Physics informed neural networks for control oriented thermal modeling of buildings

Abstract

Buildings constitute more than 40% of total primary energy consumption worldwide and are bound to play an important role in the energy transition process. To unlock their potential, we need sophisticated controllers that can understand the underlying non-linear thermal dynamics of buildings, consider user comfort constraints and produce optimal control actions. A crucial challenge for developing such controllers is obtaining an accurate control-oriented model of a building. To address this challenge, we present a novel, data-driven modeling approach using physics informed neural networks.
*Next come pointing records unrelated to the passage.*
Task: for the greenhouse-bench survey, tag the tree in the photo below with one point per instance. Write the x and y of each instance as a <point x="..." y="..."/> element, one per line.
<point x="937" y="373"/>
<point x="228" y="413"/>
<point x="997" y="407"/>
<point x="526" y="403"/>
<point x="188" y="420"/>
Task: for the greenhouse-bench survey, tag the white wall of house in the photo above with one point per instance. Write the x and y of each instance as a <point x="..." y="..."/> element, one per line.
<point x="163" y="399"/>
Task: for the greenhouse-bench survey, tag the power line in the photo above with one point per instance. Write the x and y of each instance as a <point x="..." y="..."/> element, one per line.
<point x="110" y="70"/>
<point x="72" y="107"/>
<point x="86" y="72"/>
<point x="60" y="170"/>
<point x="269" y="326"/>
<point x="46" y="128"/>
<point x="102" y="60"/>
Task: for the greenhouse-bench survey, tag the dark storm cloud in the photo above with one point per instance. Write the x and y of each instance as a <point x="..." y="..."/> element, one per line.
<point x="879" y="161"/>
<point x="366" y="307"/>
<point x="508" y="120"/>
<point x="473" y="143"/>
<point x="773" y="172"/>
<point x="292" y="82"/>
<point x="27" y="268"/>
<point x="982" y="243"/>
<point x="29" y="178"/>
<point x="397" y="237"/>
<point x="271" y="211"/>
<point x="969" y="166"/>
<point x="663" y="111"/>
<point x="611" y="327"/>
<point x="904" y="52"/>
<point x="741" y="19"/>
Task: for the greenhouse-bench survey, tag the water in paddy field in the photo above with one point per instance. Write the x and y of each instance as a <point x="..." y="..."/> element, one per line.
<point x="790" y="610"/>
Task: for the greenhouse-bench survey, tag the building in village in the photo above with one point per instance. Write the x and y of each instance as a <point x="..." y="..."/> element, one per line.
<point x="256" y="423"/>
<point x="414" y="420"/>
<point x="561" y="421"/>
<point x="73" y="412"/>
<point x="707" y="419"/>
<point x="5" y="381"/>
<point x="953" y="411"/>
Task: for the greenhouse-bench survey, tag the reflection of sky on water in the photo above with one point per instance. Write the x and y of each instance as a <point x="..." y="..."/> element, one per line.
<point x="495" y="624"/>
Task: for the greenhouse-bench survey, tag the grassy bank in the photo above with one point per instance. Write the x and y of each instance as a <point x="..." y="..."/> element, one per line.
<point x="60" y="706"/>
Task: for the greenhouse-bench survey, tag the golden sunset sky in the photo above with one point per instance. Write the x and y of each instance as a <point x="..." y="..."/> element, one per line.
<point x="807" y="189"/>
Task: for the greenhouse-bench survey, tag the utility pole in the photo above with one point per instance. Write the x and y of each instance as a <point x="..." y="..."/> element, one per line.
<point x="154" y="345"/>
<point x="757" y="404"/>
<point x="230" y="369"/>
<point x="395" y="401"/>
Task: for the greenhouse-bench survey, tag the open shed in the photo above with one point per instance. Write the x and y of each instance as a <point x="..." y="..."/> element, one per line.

With this, we aim to combine the strengths of two prominent modeling frameworks: the interpretability of building physics models and the expressive power of neural networks. Specifically, we use measured data and prior information about building parameters to realize a neural network model that is guided by building physics and can model the temporal evolution of room temperature, power consumption as well as the hidden state, i.e., the temperature of building thermal mass. The main research contributions of this work are: (1) we propose two new variants of physics informed neural network architectures for the task of control-oriented thermal modeling of buildings, (2) we show that training these architectures is data-efficient, requiring less training data compared to conventional, non-physics informed neural networks, and (3) we show that these architectures achieve more accurate predictions than conventional neural networks for longer prediction horizons (as needed for effective control). We test the prediction performance of the proposed architectures using both simulated and real-word data to demonstrate (2) and (3) and argue that the proposed physics informed neural network architectures can be used for control-oriented modeling.